𝟏𝟗𝟖𝟓. Je viens d'avoir 18 ans (oui j'ai commencé sur le tard) et je débarque sur le nouveau continent (plus si nouveau que ça à ce moment-là d'ailleurs) pour une année dans une High School.
Autant dire que c'est à l'époque des cavernes. Une époque où les numéros de téléphone se composent encore du bout de l'index coincé dans un trou de roulette et où le GSM n'est forcément encore qu'un objet de science fiction, une époque où on s'écrit de bonnes vieilles et longues lettres et où on s'enregistrent les nouvelles sur des cassettes. Des cassettes que je reçois d'ailleurs dans un paquet avec un ravitaillement de bon chocolat belge et de gaufres 4/4, paquet qui met tellement de temps à arriver que 𝓳'𝓪𝓲 𝓵'𝓲𝓶𝓹𝓻𝓮𝓼𝓼𝓲𝓸𝓷 𝓭'𝓮𝓷𝓯𝓸𝓾𝓻𝓷𝓮𝓻 𝓵𝓮 𝓹𝓪𝓺𝓾𝓮𝓽 𝓭𝓮 𝓰𝓪𝓾𝓯𝓻𝓮 𝓻𝓲𝓮𝓷 𝓺𝓾'𝓮𝓷 é𝓬𝓸𝓾𝓽𝓪𝓷𝓽 𝓵𝓪 𝓬𝓪𝓼𝓼𝓮𝓽𝓽𝓮 (tellement les premières ont parfumé les deuxièmes).

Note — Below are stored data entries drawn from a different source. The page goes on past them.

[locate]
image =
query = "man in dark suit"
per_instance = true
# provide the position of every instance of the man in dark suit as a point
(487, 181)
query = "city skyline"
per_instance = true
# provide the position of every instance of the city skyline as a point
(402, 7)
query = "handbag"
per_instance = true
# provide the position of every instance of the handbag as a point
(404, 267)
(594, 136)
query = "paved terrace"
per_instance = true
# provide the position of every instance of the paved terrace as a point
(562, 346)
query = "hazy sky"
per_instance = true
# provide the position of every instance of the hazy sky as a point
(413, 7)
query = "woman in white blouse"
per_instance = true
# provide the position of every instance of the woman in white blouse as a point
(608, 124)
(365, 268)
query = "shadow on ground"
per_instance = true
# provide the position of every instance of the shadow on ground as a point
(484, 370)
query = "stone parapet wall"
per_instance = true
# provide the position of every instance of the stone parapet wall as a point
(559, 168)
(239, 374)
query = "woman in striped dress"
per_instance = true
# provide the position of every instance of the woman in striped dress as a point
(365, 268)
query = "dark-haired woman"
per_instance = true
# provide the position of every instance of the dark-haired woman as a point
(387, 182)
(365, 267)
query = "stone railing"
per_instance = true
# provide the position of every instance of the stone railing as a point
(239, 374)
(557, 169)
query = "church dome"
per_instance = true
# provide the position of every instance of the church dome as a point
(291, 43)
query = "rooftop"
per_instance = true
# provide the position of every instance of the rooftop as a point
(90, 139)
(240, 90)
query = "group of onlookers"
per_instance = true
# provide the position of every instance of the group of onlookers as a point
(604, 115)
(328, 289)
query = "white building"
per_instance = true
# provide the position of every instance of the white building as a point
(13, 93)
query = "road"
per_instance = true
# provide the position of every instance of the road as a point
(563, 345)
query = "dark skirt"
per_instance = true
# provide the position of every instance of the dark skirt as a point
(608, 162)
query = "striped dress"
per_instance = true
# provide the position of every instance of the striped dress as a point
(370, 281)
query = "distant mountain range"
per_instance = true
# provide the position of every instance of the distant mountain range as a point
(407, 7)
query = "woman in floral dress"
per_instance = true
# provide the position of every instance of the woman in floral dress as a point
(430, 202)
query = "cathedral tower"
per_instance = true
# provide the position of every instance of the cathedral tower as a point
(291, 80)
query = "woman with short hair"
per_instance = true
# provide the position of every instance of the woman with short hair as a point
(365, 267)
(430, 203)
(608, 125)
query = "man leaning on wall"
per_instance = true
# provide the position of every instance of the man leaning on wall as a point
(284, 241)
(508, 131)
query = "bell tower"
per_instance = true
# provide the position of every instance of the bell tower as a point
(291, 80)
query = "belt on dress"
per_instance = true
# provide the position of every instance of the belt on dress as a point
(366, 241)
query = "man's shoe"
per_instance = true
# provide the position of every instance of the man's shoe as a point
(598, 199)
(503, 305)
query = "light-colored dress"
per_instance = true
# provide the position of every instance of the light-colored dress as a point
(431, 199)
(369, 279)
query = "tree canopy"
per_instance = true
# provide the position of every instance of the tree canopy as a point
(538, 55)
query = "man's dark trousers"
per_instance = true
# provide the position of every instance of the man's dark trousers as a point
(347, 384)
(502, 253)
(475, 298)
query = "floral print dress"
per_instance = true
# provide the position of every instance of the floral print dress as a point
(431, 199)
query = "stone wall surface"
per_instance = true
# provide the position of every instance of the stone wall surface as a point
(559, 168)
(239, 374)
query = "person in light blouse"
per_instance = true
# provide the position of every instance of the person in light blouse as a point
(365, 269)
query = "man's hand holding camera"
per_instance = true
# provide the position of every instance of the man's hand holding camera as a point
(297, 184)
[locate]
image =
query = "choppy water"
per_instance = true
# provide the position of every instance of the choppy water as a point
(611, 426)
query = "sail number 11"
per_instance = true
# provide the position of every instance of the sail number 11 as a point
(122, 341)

En août de cette année-là, le jour de mon anniversaire, je quitte donc mon Allemagne natale pour perfectionner mon anglais et refaire une deuxième rhéto à deux pas de Washington. Rien à avoir avec le DC du même nom, non ici, c'est plutôt un bled situé dans le New Jersey, qui n'a de ronflant que son nom et le fait qu'il se situe à 1h30 de New York. Ma famille d'accueil vit même encore un peu plus loin, dans le charmant hameau de Harmony Township. 𝓐𝓾𝓽𝓪𝓷𝓽 𝓭𝓲𝓻𝓮 𝓵𝓮 𝓫𝓸𝓾𝓽 𝓭𝓾 𝓶𝓸𝓷𝓭𝓮!
J'atterris dans une famille sans enfants, un couple de quinqua (ou était-ce quadra?) dont l'épouse est responsable de la recherche des familles d'accueil pour le programme EF.
Personne ne voulait de moi, à 18 ans, je suis déjà trop vieille et peut-être trop belge et pas assez exotique. C'est donc la responsable qui me prend sous son aile et m'accueille chez elle.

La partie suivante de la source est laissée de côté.